Israel's governments never supported any apartheid in any country, and yet Israel was described last week as a country which stood by the evil white people. A diligent person inquired and found out that even Yitzhak Rabin once voiced an awful racist phrase – "the kushi ('negro') problem."
That happened, by the way, during a closed meeting of the Knesset's Foreign Affairs and Defense Committee as part of his role as Israel's ambassador in Washington. Rabin innocently reviewed what was going on in his mission country, addressed the interracial riots which had erupted there at the time, and used the phrase "the negro problem." If we're allowed to talk about "the haredi problem," "the Bedouin problem" or "the settler problem," we may also talk about the "negro problem" or about the "black problem," depending on the century you're living in. Each generation and its political correctness.

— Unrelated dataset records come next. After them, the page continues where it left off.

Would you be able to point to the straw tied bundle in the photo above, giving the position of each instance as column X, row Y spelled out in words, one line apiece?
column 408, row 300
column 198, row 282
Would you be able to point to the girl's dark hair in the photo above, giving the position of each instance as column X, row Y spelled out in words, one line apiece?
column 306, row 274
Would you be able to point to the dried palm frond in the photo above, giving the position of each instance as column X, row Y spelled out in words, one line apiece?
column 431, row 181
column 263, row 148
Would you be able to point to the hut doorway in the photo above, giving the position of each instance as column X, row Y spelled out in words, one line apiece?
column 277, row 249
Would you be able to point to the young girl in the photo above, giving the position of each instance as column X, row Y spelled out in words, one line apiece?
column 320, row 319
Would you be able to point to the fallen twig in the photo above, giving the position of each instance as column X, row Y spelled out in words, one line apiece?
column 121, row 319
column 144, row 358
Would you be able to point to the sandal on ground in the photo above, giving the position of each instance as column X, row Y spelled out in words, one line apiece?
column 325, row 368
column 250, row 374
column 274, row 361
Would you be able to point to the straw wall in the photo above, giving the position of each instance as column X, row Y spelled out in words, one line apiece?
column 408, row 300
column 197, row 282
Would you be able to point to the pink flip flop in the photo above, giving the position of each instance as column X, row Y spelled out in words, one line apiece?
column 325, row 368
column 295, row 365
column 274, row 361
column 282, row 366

In 1966, when Israel's representative at the UN Human Rights Committee abstained in the vote on condemning the apartheid, the Foreign Ministry rushed to issue a profound apology and clarify that Israel strongly opposed to discrimination against black people. The representative himself explained bewilderedly that the vote had caught him by surprise, that he hadn't had time to consult with Jerusalem and had decided to abstain. His name, by the way, was Haim Cohn, who went on to become a Supreme Court judge and president of the Association for Civil Rights in Israel. He couldn't be suspected of racism.
It's true that since the 1970s Israel sustained good relations with the government which put Nelson Mandela in prison, but it never supported the apartheid. Its good relations with that government only developed after the majority of African countries treated Israel with atrocious ingratitude and severed their ties with it, inspired by the Arabs.
In diplomatic life there is no escape from problematic relations of this kind. Israel has good relations today with the Chinese dictatorship as well. It encourages the Americans to financially support the generals' regime in Cairo. For years it had a wonderful friendship with cruel tyrant Ceausescu. If only it could, it would exchange ambassadors even with the monarchic regime of oppression in Saudi Arabia. So there is something ridiculous and hypocrite in the fresh reminders about its tight relations with white South Africa of all countries.
Mandela himself, as we all know, was not a fan of the Zionist enterprise. The conduct of his colleague Desmond Tutu, may he live long, was even more hostile. When he visited Yad Vashem in 1989 he preached us to forgive the Nazis, but he himself belongs to the camp which refuses to this very day to forgive the Israelis for the Zionist adventure.
One can check old newspapers and find out that even before the Six-Day War, African elements labeled us an apartheid state. South Africa of the Mandela era and onwards encouraged this vicious staining process. It's good that we didn’t go out of our way sharing in its grief.